FasterSkierNovember 20, 2003

“Stand tall gentlemen, stand tall” the starter says, executioner style, moments before the start. From the set…bang! through the first bend of the Stanford track, I think, feel, and remember nothing. Jittery emotions that have been brewing inside my stomach the last three days now have a half-mile of track to work themselves out. These moments, I fret over, lose sleep over. I also live for these times. The race is on now and today’s the day to run under 1:51.15, the NCAA regional qualifying standard. Its time, as Eminem might say, to lose oneself in the moment.

Fifty-three seconds. 54. 55. I run through the first lap tucked in 5th place, nearly a second off University of Utah coach Brian Appell’s instructions. On cap and tassel day for Utah’s class of 2003, my graduating class, I risk flunking track 101 because if there’s one thing coach Appell believes in, it is hitting pace. Exactly. I hear Lombardi was a perfectionist too.

That final backstretch, the best part of half-mile racing. About 250 meters out fatigue sets in. The shoulders and lower quads tighten. In every satisfying competition, I find myself asking, ‘how much do I want it?’ In turn, this is followed directly by ‘do I really want it that bad?’ Tonight I want it that badly. It’s not even a question. Like a gift from the heavens, lane one opens up as I start my bid for home, moving up to second into the final curve.

Coming out of the final curve I move to lane two, the lane of high hopes. Seventy meters out a blue Kentucky jersey comes up alongside. I dig down to go with him, but… my legs simply can’t answer his pace. Neither can they match the U.C. Davis runner forty meters later. Glancing up at the giant scoreboard clock, the seconds click by 1:46, 1:47, 1:48…the winner’s time flashes across – 1:50.87. It’s going to be close, but I can feel that I just missed out.
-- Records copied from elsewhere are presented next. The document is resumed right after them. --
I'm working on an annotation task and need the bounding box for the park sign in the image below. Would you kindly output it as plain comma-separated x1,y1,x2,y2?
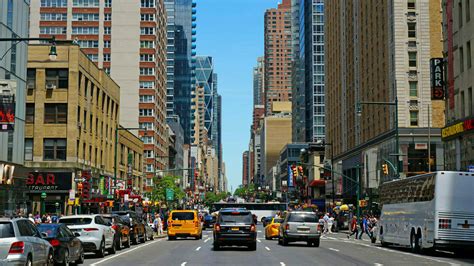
430,58,444,100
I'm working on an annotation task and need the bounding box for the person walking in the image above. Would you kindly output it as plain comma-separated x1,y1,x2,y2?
347,216,359,239
323,213,330,234
358,216,369,240
328,215,334,234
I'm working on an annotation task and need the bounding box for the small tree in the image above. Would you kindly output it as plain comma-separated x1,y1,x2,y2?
150,176,185,204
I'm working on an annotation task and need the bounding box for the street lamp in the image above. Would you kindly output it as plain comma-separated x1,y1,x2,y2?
0,37,58,61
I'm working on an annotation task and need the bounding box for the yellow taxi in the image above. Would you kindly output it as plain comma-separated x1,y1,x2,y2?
264,217,284,240
167,210,202,240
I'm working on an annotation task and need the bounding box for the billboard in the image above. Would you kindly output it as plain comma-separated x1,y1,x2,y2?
26,172,72,192
0,102,15,131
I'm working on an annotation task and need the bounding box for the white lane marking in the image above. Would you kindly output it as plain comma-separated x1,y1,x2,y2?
374,263,383,266
257,239,261,243
265,246,271,251
181,263,187,266
196,246,201,251
280,262,286,266
257,230,262,233
329,248,340,252
90,238,162,266
204,238,210,243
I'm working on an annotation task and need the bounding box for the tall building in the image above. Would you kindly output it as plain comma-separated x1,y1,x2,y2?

An hour later, friend and training mate Colby Frazier breaks through with a 4:04 mile. We celebrate with my dad at the only restaurant open, Jack in the Box, at eleven. Graduating college. Colby’s NCAA bid. Thirty-seven hundredths of a second, all in the last forty meters, I was horseshoes and hand grenades close to doing it. But still, you got to love days like these. To my competitors, master skiers and junior racers keep dreaming big and I’ll do the same.